A. Abstain. Don't engage in the negativity. You may have provided a listening ear, offered help, and provided support in the past, but if the person continues to harp on the same issues, it's time to disengage. Try switching the topic to lighten the mood. Make for light conversation by talking about new shows, new books, daily occurrences, hobbies or happy news. If that doesn't work, then it's time to excuse yourself.
B. Breathe. The simple act of deep breathing connects you to your essence. Take a few minutes to ground yourself by inhaling calm and exhaling negativity. This helps to neutralize fear or other difficult emotions. As you exhale, visualize negativity leaving your body. Send it to the light for healing and transformation. As you inhale, visualize peace entering your body.
C. Communicate. Tell the person how it makes you feel when s/he is negative around or toward you. Do this gently as people don't like to be lectured on how to behave. You want to avoid inflaming the situation. Every time s/he tells you something negative, say, "Now tell me something positive." This serves as a neutralizer and as a gentle reminder that you will not tolerate negativity.
D. Detach. Sometimes you have to distance yourself from the person, either by reducing contact or dropping them from your life.
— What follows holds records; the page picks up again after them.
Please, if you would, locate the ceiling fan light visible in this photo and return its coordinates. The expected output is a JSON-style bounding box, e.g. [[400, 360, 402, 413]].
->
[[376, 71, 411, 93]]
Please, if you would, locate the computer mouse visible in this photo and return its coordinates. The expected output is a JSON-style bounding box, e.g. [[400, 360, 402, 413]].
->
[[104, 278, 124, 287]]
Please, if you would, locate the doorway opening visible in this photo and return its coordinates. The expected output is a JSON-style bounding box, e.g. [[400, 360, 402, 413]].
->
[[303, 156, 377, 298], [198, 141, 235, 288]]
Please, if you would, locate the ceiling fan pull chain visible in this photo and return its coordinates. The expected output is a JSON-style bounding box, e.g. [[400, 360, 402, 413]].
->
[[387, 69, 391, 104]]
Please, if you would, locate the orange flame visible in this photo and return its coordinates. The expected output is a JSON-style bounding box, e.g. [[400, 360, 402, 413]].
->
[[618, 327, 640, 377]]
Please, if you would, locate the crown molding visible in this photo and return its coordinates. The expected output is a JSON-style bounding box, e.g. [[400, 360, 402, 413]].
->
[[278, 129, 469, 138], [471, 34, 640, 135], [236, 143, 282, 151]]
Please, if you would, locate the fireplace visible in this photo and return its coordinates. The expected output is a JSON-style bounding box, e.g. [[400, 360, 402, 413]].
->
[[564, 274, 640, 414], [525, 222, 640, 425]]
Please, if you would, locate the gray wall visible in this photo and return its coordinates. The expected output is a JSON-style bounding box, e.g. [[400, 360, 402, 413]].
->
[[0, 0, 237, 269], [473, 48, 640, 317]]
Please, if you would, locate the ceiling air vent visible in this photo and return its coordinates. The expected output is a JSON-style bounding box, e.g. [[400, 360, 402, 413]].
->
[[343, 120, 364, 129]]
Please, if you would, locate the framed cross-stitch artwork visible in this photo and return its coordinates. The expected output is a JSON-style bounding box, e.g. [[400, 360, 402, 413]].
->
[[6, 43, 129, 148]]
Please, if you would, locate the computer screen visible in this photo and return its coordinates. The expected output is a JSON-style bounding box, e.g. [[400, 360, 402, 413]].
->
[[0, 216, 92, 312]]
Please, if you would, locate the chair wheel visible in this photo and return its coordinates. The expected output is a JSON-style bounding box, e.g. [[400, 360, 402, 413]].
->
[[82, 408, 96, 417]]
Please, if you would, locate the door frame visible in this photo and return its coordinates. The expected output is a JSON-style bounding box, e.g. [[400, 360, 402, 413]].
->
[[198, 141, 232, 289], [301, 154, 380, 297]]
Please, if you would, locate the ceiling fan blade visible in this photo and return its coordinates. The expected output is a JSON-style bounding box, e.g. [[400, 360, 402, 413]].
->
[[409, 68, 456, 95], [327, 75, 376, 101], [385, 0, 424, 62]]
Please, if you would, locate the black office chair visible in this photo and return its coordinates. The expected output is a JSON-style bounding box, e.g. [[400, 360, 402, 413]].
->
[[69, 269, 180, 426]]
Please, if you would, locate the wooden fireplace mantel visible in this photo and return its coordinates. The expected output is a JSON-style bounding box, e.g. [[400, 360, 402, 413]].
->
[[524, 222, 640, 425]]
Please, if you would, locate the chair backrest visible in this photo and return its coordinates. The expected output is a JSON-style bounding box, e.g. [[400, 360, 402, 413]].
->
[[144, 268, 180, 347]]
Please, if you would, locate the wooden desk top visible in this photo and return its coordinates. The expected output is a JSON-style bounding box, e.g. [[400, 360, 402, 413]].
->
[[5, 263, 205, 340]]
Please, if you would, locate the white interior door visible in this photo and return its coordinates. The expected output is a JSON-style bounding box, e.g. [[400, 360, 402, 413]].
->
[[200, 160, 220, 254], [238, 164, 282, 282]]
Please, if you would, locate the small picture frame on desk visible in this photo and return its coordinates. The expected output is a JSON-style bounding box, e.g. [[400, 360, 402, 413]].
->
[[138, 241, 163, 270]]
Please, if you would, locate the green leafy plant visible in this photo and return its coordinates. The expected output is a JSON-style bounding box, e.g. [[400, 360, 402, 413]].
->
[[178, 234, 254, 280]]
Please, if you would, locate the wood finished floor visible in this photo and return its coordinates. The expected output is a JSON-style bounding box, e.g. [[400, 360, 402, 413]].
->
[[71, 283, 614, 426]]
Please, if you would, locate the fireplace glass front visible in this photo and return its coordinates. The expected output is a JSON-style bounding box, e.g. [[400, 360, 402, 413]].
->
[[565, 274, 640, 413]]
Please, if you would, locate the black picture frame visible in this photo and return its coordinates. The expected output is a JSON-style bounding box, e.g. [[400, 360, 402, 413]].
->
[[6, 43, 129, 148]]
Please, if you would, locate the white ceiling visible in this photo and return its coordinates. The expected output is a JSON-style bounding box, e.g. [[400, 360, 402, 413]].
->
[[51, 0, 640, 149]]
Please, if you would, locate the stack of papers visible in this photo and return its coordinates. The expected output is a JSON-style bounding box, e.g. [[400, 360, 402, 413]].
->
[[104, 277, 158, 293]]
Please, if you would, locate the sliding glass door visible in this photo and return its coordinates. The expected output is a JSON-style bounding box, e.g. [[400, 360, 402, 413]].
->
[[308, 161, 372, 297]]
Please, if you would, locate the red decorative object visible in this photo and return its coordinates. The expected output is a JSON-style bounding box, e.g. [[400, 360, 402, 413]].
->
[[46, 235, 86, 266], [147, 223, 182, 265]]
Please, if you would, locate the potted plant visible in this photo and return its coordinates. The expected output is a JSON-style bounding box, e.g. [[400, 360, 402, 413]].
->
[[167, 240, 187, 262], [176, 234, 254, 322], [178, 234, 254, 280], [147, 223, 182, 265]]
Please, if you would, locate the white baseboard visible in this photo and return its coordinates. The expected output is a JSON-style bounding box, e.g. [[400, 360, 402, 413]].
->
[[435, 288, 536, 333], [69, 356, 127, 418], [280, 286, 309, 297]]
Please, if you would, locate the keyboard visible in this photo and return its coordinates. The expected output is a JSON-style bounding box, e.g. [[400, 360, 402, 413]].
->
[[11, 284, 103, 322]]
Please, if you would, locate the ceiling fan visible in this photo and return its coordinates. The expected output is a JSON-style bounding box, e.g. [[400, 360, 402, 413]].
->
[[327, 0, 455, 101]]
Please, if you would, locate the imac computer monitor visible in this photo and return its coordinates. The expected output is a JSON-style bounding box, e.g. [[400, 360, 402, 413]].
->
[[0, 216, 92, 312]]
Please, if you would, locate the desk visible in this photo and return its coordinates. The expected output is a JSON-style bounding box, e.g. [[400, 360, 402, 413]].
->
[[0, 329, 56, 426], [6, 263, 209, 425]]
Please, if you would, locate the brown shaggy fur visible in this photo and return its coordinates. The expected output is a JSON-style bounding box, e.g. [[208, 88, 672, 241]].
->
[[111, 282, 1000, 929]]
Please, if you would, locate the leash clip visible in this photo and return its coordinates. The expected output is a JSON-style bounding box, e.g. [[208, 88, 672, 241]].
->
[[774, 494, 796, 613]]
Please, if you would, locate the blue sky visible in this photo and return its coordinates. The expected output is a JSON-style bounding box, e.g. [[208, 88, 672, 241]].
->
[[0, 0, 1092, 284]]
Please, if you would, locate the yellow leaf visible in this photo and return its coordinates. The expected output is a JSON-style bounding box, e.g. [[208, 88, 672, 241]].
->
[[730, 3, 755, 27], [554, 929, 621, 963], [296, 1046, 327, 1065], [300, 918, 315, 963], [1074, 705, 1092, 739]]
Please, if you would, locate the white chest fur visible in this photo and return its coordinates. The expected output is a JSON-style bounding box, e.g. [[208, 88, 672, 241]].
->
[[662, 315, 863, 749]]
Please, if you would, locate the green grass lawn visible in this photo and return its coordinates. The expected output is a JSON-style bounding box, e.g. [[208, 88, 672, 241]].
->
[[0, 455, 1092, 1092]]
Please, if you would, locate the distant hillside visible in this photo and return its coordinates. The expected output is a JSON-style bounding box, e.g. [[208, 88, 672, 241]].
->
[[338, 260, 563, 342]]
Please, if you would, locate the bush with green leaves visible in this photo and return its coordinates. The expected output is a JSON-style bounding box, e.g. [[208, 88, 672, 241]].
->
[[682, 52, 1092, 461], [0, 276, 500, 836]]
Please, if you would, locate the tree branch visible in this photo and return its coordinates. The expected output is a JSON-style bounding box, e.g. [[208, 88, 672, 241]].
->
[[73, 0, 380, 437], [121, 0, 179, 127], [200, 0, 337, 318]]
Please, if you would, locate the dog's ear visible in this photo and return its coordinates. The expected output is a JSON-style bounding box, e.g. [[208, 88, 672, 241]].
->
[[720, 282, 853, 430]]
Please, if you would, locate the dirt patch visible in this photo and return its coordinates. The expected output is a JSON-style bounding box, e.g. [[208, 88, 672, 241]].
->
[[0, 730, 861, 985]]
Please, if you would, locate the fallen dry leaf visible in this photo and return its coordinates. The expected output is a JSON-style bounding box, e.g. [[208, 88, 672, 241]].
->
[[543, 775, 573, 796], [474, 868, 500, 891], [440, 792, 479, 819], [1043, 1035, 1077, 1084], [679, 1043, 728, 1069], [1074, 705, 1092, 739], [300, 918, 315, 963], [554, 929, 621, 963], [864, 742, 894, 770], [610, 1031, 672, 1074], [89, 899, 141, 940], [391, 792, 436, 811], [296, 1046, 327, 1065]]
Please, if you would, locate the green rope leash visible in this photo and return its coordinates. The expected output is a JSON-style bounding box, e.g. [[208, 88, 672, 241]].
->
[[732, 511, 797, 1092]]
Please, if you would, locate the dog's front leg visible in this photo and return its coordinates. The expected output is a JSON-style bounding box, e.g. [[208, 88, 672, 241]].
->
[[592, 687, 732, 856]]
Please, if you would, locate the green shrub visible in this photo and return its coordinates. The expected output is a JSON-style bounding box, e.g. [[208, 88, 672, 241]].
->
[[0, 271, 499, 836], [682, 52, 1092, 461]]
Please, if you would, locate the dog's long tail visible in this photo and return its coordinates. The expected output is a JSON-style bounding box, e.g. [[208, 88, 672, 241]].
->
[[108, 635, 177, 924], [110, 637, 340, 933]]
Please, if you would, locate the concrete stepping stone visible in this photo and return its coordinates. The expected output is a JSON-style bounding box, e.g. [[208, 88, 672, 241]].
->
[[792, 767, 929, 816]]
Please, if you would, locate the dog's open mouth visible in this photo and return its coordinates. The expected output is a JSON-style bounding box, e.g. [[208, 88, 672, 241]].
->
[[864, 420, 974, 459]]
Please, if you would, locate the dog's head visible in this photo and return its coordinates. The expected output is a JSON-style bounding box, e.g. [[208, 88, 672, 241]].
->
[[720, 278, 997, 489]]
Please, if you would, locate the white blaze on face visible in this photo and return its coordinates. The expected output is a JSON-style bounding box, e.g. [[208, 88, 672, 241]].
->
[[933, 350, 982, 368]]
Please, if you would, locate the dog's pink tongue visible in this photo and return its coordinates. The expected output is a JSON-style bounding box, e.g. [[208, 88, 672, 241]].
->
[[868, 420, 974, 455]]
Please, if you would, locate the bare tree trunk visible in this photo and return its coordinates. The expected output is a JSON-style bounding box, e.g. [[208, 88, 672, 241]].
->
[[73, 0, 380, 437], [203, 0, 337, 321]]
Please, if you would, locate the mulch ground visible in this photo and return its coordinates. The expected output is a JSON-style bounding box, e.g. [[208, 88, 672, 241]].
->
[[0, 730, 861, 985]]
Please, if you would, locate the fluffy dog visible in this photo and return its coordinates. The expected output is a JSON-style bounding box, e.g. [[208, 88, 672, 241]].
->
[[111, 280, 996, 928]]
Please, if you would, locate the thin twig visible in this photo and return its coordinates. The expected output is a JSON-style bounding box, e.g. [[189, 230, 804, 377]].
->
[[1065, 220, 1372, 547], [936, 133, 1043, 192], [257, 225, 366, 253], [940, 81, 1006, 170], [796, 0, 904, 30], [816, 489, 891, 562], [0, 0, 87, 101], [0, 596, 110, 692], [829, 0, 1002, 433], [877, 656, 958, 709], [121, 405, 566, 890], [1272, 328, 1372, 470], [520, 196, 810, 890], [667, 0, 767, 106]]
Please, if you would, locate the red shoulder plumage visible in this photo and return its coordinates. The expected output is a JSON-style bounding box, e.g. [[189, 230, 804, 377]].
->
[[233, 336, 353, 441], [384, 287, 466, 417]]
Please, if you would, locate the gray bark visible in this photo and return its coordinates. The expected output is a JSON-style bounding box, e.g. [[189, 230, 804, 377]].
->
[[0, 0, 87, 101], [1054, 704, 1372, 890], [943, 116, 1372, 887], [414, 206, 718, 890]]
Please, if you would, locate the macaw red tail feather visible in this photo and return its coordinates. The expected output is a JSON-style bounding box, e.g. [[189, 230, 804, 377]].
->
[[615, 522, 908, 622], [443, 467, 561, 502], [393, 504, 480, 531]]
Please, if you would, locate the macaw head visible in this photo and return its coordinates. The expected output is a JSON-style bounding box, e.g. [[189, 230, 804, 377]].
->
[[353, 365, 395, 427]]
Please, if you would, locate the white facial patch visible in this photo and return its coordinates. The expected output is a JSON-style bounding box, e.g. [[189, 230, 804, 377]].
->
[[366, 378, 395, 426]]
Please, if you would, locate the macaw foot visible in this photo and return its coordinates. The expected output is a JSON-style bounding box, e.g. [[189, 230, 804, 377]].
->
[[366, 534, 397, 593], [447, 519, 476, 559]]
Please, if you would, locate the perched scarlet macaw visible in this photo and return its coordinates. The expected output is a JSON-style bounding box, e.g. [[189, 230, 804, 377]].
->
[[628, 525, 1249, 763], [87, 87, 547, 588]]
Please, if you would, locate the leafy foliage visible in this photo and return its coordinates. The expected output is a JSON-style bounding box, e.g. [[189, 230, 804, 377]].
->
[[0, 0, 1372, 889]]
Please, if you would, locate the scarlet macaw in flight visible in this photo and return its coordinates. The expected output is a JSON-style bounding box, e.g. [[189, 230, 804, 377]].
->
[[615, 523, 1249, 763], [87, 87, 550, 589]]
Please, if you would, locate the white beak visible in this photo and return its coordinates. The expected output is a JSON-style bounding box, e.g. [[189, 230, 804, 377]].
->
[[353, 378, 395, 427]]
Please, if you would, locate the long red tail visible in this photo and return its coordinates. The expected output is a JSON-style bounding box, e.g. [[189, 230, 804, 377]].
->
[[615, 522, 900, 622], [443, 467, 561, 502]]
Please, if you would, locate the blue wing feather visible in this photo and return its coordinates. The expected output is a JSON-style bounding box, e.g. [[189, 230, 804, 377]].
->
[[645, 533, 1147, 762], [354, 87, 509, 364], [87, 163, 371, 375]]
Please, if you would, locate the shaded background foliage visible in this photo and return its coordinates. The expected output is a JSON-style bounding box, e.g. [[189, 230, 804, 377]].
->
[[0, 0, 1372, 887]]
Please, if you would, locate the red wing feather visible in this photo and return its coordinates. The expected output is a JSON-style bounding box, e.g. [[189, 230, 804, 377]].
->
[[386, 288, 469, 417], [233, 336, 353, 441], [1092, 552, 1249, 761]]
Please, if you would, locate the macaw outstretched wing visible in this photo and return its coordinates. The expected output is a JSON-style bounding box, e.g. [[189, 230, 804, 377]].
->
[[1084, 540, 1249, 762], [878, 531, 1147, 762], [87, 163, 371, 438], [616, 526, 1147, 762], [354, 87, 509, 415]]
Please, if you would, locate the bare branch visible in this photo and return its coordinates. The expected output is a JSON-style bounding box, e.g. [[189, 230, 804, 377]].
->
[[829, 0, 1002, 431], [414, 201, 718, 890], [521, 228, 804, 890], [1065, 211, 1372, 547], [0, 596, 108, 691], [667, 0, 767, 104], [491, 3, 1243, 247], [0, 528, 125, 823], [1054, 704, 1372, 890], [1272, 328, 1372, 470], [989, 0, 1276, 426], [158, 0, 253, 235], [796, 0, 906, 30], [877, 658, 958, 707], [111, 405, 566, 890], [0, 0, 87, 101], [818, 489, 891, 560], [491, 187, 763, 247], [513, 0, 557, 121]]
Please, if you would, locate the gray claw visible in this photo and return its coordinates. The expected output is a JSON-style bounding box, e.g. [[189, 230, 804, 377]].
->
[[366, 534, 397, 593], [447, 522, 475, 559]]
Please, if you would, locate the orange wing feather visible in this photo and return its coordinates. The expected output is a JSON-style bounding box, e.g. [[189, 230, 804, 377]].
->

E. Employ a buffer. If you can avoid being alone with this person, do so. Being alone makes you the receiving end of all the negativity. Make sure you have another family member, your spouse or partner, or a friend with you in the presence of a negative person. The more, the better. Having others around may bring out a different, more positive side in that person.
F. Forgive them for they know not what they do. Some people have no idea how negative they are. You can bring it to their attention, but that does not mean that they will change their ways or thinking. Understand that you are not responsible for their behavior, but you are responsible for yours (for more on forgiveness, read my post here).
No one can tell you that dealing with a negative person is a pleasant experience. It is downright uncomfortable at times. But when we build our awareness and develop an understanding, we can take steps to protect ourselves when we do have to deal with them.